Primo, le collège n’existe pas, puisqu’en période de difficultés, ses sept entités ne parviennent pas à sacrifier leurs intérêts propres à l’effort commun

Primo, le collège n’existe pas, puisqu’en période de difficultés, ses sept entités ne parviennent pas à sacrifier leurs intérêts propres à l’effort commun afin de réaliser ce qu’elles promettent depuis exactement dix ans. Secundo - et ce n’est pas en français dans le texte - cette délégation de pouvoir révèle un manque de courage à l’exercer. Genève dispose en effet d’une armée de hauts-fonctionnaires capés et diligents, dévoués au bien public - précision sans ironie aucune. Il suffit de leur donner une direction politique. Quel besoin d’aller piocher hors sérail, si ce n’est par manque de courage d’affronter le danger que suppose le choix? Pardon de demander aux politiques de faire de la politique.

Dans le privé, les entreprises recourent à des consultants pour le sale boulot. Cela leur permet de se cacher derrière l’expertise pour procéder à des coupes qu’elles avaient déjà décidé de faire. Mais les directions de sociétés ne sont pas élues. Elles n’ont d’autre but que le destin de la boîte, ses performances et ses dividendes. Pardonnez ma naïveté, mais lorsque je donne ma voix à un politique, j’ai dans l’idée qu’il va prendre ses responsabilités pour gouverner. Tel n’est manifestement plus le cas, puisque nos élus font désormais office de courroie de transmission vers McKinsey ou la Cour des comptes, préférant gérer les affaires courantes plutôt que de décider et de déplaire. Aussi proposé-je de confier directement à ces experts le pouvoir de gérer la République.
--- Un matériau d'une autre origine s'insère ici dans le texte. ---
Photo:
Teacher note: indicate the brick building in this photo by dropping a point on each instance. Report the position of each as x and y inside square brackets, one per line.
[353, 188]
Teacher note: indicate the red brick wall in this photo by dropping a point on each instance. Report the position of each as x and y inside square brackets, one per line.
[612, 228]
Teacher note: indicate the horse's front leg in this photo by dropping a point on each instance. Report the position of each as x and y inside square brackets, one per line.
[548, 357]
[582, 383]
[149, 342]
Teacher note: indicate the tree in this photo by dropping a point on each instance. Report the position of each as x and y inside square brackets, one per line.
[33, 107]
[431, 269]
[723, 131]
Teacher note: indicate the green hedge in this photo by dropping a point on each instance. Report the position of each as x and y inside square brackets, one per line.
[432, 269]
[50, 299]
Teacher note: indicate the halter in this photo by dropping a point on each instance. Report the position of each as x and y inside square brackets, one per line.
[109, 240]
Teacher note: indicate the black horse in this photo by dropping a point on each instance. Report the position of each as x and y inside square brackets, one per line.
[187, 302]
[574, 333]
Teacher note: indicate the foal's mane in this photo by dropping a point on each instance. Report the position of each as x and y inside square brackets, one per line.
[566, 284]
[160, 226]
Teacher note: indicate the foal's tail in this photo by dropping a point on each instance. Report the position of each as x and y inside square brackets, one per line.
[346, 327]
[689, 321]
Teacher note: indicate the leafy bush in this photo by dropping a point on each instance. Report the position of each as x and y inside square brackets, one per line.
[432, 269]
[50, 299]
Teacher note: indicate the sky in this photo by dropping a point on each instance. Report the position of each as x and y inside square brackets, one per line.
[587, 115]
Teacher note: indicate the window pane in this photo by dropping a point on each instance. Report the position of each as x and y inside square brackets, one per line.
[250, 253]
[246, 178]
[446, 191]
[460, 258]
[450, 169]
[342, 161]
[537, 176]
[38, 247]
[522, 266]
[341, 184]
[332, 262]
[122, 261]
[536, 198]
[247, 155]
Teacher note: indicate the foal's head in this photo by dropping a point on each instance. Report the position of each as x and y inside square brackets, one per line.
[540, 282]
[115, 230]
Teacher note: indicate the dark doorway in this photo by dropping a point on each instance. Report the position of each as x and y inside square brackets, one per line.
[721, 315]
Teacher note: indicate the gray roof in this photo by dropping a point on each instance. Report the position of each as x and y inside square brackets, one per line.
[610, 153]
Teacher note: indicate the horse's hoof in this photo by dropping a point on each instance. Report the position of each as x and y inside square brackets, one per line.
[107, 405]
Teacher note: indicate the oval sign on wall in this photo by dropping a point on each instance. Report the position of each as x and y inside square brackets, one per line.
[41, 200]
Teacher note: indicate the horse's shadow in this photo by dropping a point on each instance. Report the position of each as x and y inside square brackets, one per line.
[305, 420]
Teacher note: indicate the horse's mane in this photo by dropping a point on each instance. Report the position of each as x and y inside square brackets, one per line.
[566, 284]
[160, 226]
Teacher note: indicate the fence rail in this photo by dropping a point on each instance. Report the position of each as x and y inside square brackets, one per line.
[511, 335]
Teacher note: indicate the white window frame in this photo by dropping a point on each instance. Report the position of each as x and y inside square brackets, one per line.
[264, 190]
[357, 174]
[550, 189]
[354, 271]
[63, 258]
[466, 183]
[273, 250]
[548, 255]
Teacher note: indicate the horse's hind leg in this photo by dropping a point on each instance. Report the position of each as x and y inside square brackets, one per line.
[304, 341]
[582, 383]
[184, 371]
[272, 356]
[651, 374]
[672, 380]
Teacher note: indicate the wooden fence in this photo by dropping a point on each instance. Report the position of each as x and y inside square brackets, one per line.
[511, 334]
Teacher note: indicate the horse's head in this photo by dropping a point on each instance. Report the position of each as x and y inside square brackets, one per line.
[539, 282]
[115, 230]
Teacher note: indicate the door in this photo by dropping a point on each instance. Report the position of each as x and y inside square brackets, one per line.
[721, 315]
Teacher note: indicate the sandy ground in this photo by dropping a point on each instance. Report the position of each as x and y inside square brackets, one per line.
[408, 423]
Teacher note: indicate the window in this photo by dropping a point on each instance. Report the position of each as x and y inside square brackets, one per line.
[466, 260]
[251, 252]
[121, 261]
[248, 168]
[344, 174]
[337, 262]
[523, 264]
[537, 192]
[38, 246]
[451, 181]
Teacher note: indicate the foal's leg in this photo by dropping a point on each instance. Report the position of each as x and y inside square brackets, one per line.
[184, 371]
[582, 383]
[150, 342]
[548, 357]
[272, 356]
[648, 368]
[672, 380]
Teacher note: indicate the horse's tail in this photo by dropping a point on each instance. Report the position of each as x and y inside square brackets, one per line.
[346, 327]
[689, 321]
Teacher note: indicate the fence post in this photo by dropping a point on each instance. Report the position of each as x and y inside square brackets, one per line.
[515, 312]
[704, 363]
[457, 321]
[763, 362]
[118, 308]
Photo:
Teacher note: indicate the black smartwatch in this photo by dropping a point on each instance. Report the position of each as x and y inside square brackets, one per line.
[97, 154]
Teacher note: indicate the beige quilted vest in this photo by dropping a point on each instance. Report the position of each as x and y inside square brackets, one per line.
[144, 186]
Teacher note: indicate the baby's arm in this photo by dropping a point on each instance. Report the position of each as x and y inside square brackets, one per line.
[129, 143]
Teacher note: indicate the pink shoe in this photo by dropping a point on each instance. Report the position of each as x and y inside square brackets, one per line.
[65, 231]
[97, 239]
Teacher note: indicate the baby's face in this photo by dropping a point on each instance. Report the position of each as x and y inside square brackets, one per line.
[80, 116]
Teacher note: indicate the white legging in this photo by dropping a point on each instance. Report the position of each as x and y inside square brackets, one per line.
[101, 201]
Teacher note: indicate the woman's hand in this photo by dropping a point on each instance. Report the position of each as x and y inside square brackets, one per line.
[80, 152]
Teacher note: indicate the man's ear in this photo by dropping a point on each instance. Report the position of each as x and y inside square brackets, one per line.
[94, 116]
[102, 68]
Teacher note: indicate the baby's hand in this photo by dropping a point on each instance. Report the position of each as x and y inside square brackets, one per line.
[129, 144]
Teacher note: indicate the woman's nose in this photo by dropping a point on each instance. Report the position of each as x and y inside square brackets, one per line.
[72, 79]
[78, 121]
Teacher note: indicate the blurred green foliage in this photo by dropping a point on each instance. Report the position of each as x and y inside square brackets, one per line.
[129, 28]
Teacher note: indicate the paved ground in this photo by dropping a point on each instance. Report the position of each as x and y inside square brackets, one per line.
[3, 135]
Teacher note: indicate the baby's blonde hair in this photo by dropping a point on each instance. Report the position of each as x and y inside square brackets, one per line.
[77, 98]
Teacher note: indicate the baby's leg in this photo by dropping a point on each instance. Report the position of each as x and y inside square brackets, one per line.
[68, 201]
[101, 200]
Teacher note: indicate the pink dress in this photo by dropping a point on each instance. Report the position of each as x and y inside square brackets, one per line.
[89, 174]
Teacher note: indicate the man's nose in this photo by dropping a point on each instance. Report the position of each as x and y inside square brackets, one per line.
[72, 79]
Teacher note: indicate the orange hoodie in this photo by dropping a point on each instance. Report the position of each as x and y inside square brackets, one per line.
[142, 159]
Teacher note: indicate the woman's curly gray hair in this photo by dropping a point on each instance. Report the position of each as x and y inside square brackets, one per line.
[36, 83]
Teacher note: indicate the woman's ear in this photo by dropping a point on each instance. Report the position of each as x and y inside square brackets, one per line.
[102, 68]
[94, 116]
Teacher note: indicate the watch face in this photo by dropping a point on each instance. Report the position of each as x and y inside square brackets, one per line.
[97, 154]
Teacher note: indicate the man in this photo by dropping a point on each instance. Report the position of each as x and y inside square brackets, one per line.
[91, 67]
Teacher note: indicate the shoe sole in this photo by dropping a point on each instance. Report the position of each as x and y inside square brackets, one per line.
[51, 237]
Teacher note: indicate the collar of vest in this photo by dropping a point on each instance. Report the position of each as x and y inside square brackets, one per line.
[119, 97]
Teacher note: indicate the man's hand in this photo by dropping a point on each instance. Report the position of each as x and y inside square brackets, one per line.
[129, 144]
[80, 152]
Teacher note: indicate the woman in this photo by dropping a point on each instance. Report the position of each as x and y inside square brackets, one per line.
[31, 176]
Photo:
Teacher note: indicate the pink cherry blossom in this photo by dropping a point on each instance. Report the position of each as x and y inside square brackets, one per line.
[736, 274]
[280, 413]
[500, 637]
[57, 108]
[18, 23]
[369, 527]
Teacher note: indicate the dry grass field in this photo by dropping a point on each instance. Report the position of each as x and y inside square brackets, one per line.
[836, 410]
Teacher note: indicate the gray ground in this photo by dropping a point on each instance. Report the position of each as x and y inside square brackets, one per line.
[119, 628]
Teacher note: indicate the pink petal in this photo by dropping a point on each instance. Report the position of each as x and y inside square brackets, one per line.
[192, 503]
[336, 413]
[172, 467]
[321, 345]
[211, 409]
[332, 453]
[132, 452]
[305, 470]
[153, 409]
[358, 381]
Et tant qu’on y est, dissolvons aussi le Parlement qui me fatigue.

Il est nécessaire d’améliorer la condition des salariés du public qui, comme chacun sait, représentent un «Lumpenproletariat» déguisé

D’ailleurs, voyez vous-même la dernière drôlerie issue de ses rangs que j’ai découverte incidemment: avec un sens de l’à-propos qui m’émerveille, le PS et les Verts, flanqués du ravi de la crèche (LJS), ont déposé un projet de loi lunaire dans les circonstances actuelles: il veut protéger encore plus (eh oui, c’est possible) le personnel du service public. Ce texte garantirait aux employés malades ou accidentés une protection totale contre le licenciement pendant 730 jours civils avec intégralité du salaire versé, y compris à ceux sous contrat à durée déterminée et à ceux en période probatoire. Tant il est nécessaire d’améliorer la condition des salariés du public qui, comme chacun sait, représentent un «Lumpenproletariat» déguisé. Tant il est urgent de renforcer l’absentéisme, déjà à son plus haut. L’application de ce projet sera gracieusement financée par le contribuable.

Sinon, lorsque dans cinq ans on n’aura toujours pas trouvé le moyen d’économiser, on pourra toujours se tourner vers la philanthropie pour financer l’appareil et la charité légale. Delphine Bachmann a déjà pris les devants.